Sumenep, Kompasone.com – Keadilan di wilayah hukum Polsek Arjasa kini tengah diuji. Sebuah peristiwa memilukan yang mencederai martabat kemanusiaan menimpa seorang perempuan di Desa Gelaman, Kecamatan Arjasa, Kabupaten Sumenep. Korban diduga menjadi sasaran tindak pidana kekerasan seksual (rudapaksa) yang dilakukan oleh pria yang merupakan tunangannya sendiri pada Selasa, 24 Maret 2026.
Berdasarkan keterangan yang dihimpun dari aktivis Lintas Kepulauan, Johari, peristiwa ini bermula dari dinamika hubungan pertunangan yang merenggang. Korban dikabarkan telah menyatakan penolakan untuk melanjutkan rencana pernikahan yang sedianya digelar pada April 2026.
Namun, pada hari kejadian, pelaku berhasil membujuk korban untuk pergi ke sebuah wahana Water Park. Petaka terjadi saat pelaku menggiring korban ke kediamannya. Di sana, niat bejat pelaku muncul dengan memaksa korban melakukan hubungan intim.

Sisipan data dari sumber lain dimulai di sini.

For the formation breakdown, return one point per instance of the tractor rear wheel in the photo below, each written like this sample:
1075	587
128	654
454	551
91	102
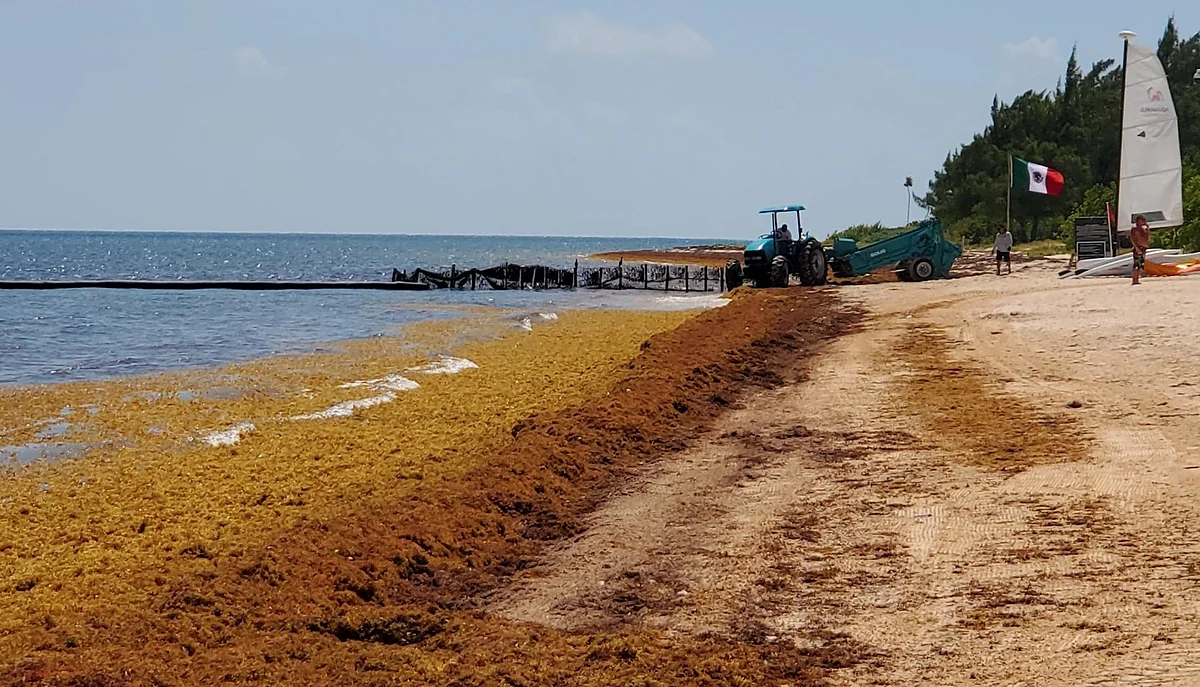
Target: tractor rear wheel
733	278
921	269
814	270
779	272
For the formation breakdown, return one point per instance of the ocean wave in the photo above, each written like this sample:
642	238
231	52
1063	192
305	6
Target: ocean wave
347	408
389	383
445	365
229	436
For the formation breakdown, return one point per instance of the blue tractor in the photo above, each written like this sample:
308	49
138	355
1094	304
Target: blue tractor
917	254
774	257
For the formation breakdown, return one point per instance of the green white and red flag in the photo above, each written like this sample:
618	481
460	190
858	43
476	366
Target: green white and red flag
1036	178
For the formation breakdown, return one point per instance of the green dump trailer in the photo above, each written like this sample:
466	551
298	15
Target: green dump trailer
918	255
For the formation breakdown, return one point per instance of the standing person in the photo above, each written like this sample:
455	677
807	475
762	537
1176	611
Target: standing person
1003	249
1139	236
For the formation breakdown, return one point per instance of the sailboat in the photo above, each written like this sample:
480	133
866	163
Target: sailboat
1151	178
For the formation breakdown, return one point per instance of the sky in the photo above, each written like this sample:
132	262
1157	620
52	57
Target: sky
666	118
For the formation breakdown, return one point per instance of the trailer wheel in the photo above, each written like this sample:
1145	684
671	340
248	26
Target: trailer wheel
922	269
733	278
814	270
779	272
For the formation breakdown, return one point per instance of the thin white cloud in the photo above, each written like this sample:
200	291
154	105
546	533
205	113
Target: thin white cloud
249	61
689	123
1036	48
586	34
523	93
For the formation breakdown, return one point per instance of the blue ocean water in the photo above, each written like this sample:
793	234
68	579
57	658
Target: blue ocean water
87	334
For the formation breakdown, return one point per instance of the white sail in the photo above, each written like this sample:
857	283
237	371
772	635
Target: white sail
1151	169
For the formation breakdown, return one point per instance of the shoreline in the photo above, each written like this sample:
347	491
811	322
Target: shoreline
472	518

"Korban melakukan perlawanan dan menolak secara tegas. Namun, pelaku justru melakukan tindakan brutal dengan mencekik leher korban sembari melakukan rudapaksa secara paksa. Ini bukan sekadar asusila, ini adalah kejahatan terhadap nyawa dan kehormatan," tegas pria yang akrab disapa Bang Jo tersebut.
Pasca-kejadian, keluarga korban yang terguncang hebat langsung menempuh jalur hukum dengan melaporkan tindakan biadab tersebut ke aparat penegak hukum (APH) Polsek Arjasa. Kepala Desa Gelaman, Sanrawi, secara kooperatif telah mendesak pihak kepolisian untuk segera melakukan penggeledahan di kediaman terduga pelaku.

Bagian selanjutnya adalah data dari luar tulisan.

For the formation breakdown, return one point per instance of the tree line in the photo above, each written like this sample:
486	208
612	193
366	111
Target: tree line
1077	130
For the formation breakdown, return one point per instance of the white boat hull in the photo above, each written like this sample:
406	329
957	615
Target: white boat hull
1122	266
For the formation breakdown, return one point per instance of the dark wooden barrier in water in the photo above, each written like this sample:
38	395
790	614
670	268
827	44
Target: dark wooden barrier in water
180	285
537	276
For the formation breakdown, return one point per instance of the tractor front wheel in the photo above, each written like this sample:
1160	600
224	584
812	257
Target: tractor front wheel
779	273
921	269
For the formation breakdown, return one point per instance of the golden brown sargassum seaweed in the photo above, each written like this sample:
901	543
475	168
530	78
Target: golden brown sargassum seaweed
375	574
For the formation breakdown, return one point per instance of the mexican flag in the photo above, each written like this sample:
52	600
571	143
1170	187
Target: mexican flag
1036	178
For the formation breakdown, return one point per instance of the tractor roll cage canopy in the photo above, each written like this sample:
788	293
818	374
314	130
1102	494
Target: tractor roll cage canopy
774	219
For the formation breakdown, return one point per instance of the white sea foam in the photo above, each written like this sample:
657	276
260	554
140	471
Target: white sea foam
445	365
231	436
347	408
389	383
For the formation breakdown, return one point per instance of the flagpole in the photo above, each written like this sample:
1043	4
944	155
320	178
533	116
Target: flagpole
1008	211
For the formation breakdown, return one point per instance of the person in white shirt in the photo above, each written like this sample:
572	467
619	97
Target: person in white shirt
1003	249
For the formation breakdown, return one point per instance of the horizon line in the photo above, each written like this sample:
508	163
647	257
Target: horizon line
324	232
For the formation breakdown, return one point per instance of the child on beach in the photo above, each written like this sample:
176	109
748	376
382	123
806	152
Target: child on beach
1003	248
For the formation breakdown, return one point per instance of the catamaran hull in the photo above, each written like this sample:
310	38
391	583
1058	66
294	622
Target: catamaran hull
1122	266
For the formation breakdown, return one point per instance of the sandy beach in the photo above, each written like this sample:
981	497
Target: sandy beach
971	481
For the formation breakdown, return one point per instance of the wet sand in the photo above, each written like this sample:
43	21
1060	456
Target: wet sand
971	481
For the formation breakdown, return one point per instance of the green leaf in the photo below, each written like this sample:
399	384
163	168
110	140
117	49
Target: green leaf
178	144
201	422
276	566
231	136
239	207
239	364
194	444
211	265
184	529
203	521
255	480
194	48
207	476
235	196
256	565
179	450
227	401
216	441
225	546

Sangat disayangkan, dalam penggeledahan tersebut, pelaku telah melarikan diri (buron). Aparat hanya menemukan barang bukti berupa kerudung dan sandal milik korban di lokasi kejadian, yang memperkuat indikasi adanya tindak pidana di kediaman pelaku.

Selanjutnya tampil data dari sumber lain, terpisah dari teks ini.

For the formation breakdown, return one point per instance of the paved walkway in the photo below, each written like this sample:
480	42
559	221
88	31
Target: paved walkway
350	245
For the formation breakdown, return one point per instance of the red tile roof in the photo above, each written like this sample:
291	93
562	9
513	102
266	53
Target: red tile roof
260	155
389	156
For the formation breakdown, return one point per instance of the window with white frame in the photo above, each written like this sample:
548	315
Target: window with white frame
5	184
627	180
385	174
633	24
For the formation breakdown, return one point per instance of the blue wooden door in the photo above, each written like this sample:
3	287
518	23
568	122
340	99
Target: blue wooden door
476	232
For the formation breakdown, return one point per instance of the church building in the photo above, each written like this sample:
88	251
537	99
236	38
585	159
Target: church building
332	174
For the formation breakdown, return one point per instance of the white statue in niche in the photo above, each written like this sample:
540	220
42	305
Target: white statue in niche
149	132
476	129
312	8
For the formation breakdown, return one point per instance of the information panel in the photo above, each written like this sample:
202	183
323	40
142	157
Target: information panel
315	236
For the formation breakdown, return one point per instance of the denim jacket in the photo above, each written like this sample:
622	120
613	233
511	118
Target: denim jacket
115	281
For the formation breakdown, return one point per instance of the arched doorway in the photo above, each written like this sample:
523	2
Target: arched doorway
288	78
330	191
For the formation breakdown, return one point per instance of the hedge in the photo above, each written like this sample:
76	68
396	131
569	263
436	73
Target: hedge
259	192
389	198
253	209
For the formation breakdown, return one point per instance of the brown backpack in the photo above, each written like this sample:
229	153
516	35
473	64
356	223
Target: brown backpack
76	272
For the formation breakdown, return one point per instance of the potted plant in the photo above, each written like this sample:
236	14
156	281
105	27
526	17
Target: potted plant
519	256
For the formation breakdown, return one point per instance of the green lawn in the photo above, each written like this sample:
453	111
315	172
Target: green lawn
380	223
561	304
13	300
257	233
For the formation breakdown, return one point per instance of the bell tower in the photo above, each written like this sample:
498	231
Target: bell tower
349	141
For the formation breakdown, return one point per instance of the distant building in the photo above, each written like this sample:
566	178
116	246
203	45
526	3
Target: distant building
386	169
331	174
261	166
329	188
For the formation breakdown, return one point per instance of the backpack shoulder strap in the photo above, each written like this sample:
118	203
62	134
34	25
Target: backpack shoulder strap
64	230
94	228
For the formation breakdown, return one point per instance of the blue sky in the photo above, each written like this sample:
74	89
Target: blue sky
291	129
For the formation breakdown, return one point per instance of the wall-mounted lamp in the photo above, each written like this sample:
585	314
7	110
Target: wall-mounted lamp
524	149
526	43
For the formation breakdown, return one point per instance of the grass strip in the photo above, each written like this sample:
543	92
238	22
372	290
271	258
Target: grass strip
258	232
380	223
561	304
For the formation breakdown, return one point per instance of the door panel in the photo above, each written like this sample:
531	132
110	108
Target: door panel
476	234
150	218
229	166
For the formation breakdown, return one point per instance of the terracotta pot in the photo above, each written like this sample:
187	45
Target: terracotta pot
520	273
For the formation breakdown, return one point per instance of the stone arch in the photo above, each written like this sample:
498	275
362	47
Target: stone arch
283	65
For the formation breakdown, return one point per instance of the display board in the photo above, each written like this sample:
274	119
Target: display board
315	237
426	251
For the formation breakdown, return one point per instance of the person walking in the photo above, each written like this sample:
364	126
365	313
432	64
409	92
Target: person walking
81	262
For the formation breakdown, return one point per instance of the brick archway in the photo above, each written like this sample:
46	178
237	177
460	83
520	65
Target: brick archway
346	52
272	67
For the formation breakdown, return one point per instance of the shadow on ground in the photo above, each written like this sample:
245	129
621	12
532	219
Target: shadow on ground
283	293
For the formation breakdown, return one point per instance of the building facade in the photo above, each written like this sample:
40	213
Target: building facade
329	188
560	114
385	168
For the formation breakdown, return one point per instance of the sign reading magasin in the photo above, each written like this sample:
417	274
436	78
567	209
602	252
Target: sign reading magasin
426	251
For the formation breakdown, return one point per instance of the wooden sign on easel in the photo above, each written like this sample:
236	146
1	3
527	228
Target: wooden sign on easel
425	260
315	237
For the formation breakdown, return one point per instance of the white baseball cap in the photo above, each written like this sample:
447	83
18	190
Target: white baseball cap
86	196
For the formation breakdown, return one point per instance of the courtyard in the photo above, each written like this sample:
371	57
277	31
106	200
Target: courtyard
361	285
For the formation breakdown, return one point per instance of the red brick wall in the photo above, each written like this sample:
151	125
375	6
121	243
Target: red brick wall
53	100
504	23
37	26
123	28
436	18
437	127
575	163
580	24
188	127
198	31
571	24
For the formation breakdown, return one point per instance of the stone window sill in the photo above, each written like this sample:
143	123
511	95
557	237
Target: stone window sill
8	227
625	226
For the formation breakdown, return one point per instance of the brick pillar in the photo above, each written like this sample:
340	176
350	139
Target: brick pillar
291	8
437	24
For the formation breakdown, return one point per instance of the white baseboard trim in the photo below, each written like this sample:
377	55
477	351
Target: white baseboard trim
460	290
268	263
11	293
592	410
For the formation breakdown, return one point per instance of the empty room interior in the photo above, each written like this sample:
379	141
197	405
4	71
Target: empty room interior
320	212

Ketajaman kritik datang dari Bang Jo terkait profesionalisme Polsek Arjasa dalam menangani perkara ini. Ia menilai respon kepolisian cenderung kontra-produktif dan kehilangan momentum emas (golden time) untuk membekuk pelaku.
"Kami menilai kinerja Polsek Arjasa sangat lamban dan terkesan lelet. Penanganan perkara kekerasan seksual seharusnya dilakukan dengan prinsip extraordinary measures. Hingga detik ini, pelaku masih berkeliaran menghirup udara bebas, sementara psikologis korban hancur lebur," ujar Bang Jo dengan nada geram.
Secara yuridis, tindakan pelaku dapat dijerat dengan Pasal 285 KUHP tentang pemerkosaan dengan ancaman pidana maksimal 12 tahun penjara, serta merujuk pada UU No. 12 Tahun 2022 tentang Tindak Pidana Kekerasan Seksual (TPKS) yang memberikan perlindungan hukum lebih komprehensif bagi korban.
Masyarakat kini menunggu komitmen Kapolsek Arjasa untuk segera menangkap pelaku guna membuktikan bahwa hukum tidak "tumpul" di wilayah kepulauan Sumenep. Kebebasan pelaku yang berlarut-larut hanya akan menjadi preseden buruk bagi supremasi hukum di Kabupaten Sumenep.